Before the steam cooled down and completely condensed, he dashed out and plunged into the cold water of the Knife River. Rosebud followed Fast Arrow with a buffalo robe and wrapped him in it for warmth on the way back to the lodge. A few curious eyes watched from the doors of the lodges, but no one was so curious as to come out and ask why he was using the steam bath this particular day. Rosebud rubbed him vigorously with bear grease, while Sacajawea and Grasshopper served him a meal of simmered anise and hard-boiled duck eggs.

After a pleasant nap, Fast Arrow dressed in his finestgarments and paraded himself around the village, stopping once in a while to gossip with passersby.

The following day, Grasshopper fussed over Fast Arrow as though he were her own son, instead of the man of her daughter. She took great care in painting his face and shoulders. “My son should be the finest-looking brave at the Okeepa,” she said, drawing up her mouth and studying the designs she’d just finished painting on his chest. “My daughters will tell me everything, so that I will not miss a thing by staying home with the babies.”

“Ai,”
agreed Sacajawea, climbing over Sucks His Thumb as she hunted her moccasins for the trip. The little boy pulled out his clean thumb from his mouth and offered it to his father. Fast Arrow swatted the child and sent him scampering and laughing to the other side of the lodge.

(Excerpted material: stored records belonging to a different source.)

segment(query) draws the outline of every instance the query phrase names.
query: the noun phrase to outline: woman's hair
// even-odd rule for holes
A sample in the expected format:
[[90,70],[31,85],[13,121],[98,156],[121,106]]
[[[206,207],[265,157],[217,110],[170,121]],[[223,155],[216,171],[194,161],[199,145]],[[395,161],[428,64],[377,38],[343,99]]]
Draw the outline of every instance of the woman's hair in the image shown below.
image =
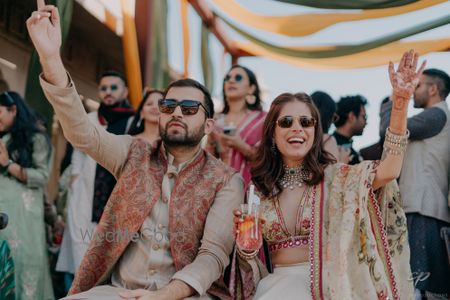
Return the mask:
[[334,123],[334,119],[337,117],[336,102],[330,95],[321,91],[312,93],[311,98],[319,110],[323,133],[328,133],[331,124]]
[[[10,158],[23,168],[32,167],[33,137],[36,133],[42,133],[46,137],[47,135],[39,128],[36,117],[30,112],[30,109],[18,93],[12,91],[1,93],[0,105],[5,106],[8,110],[11,110],[14,106],[16,107],[16,117],[8,131],[11,134],[11,142],[7,147]],[[48,137],[47,142],[50,145]]]
[[311,110],[311,115],[317,120],[312,148],[303,160],[304,166],[311,172],[311,178],[306,180],[308,185],[319,183],[324,176],[324,169],[328,164],[336,162],[332,155],[322,148],[322,125],[320,115],[314,106],[311,97],[305,93],[284,93],[273,100],[270,110],[264,121],[263,138],[257,148],[256,160],[251,173],[256,188],[266,197],[278,195],[282,188],[278,183],[283,176],[283,159],[281,153],[274,145],[275,126],[280,111],[289,102],[305,103]]
[[[253,104],[248,104],[247,105],[247,109],[249,110],[262,110],[262,101],[261,101],[261,92],[259,90],[259,85],[258,85],[258,81],[256,80],[256,75],[255,73],[253,73],[250,69],[243,67],[241,65],[233,65],[231,67],[231,69],[228,71],[228,73],[230,73],[231,70],[236,69],[236,68],[241,68],[242,70],[245,71],[245,73],[248,76],[248,81],[250,83],[250,86],[254,85],[255,86],[255,91],[253,92],[253,96],[255,96],[256,101]],[[225,95],[225,78],[223,80],[222,83],[222,95],[223,95],[223,110],[222,113],[223,114],[227,114],[228,111],[230,110],[230,106],[228,105],[228,101],[227,101],[227,96]]]
[[[164,95],[163,91],[157,89],[150,89],[145,92],[144,97],[142,97],[142,101],[139,104],[136,113],[134,114],[133,122],[131,122],[130,129],[128,129],[129,135],[137,135],[139,133],[144,132],[145,122],[141,120],[141,111],[144,108],[144,105],[147,102],[147,100],[150,98],[150,95],[153,93],[161,94],[161,98]],[[139,120],[141,120],[141,122],[139,122]]]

“You are not afraid, are you?” whispered Grasshopper to Fast Arrow.

He looked at her in disbelief, shaking his head no. Certainly Fast Arrow was not frightened—this was going to be the greatest experience he had ever had or expected to have. Attending the Mandan Okeepa Festival and then actually taking part in the holy torture rites was what every brave dreamed of to show his strength and prove he was worthy of being a member of the nation.

They were seated on the ponies, Fast Arrow and Redpipe each on their own and Rosebud and Sacajawea together on a little tricolor, when Grasshopper thought of something she had forgotten.

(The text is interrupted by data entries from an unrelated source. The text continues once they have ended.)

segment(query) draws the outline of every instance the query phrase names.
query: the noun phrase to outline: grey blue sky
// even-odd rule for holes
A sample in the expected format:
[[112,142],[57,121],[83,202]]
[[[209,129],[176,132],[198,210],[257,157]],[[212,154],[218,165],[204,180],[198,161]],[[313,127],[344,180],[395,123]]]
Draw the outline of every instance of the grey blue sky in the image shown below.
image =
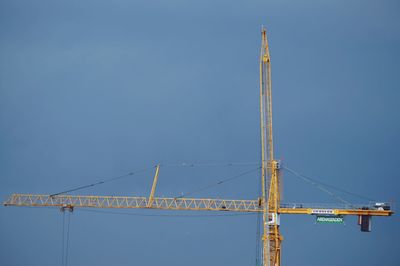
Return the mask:
[[[0,1],[0,198],[56,193],[163,163],[259,162],[268,30],[276,155],[399,202],[398,1]],[[177,196],[254,166],[161,169]],[[74,192],[148,195],[152,172]],[[252,173],[193,197],[254,199]],[[363,202],[354,197],[351,202]],[[283,201],[334,203],[283,174]],[[133,210],[132,214],[170,214]],[[201,213],[173,213],[201,214]],[[281,218],[283,265],[399,264],[399,218]],[[256,216],[76,210],[69,265],[255,265]],[[61,265],[58,209],[0,208],[0,264]]]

“Take my good wishes to the wives of Four Bears,” she called, “especially to the one with the silver hair, Sahkoka, the Mint, and the youngest, Sun Woman. Tell them that your sister Sweet Clover is in good health and my grandchildren drive me crazy as a loon. Let’s see how well you can remember to give my greeting.”

They were soon out of sight, and Grasshopper shooed the children back into the lodge and ordered them to sit quietly around the fire.

Chickadee, who was too small to keep her legs tucked under, extended them out front at full length and smiled at Grasshopper, who was now busy sprinkling cornmealat the edge of the lodge fire. Sweet Clover came shyly to the fire to sit with the little ones. She smiled and sat with her legs crossed, not understanding why she did this.

Grasshopper mumbled a prayer to the Great Spirit. Her mind was joyous, yet there was something held back as she thought of Fast Arrow going through the torture rite. It was a ceremony, a ritual to show a man’s bravery to everyone. It had been used for ages beyond remembering. But a man’s spirit came close to that of the Great Spirit at that time, and afterward he was different, never the same as before. Grasshopper pondered this thought: A man comes home wiser, more understanding, if he is fortunate, but a man can become haughty and cruel, then everyone suffers from his change. Good men die. Brave men die. No one will stop the torture, so it must go on each year until one day in the unknown dawn it will wear itself out. Sacred things wear out, just like a pair of leggings that have been worn overlong and seen much abuse.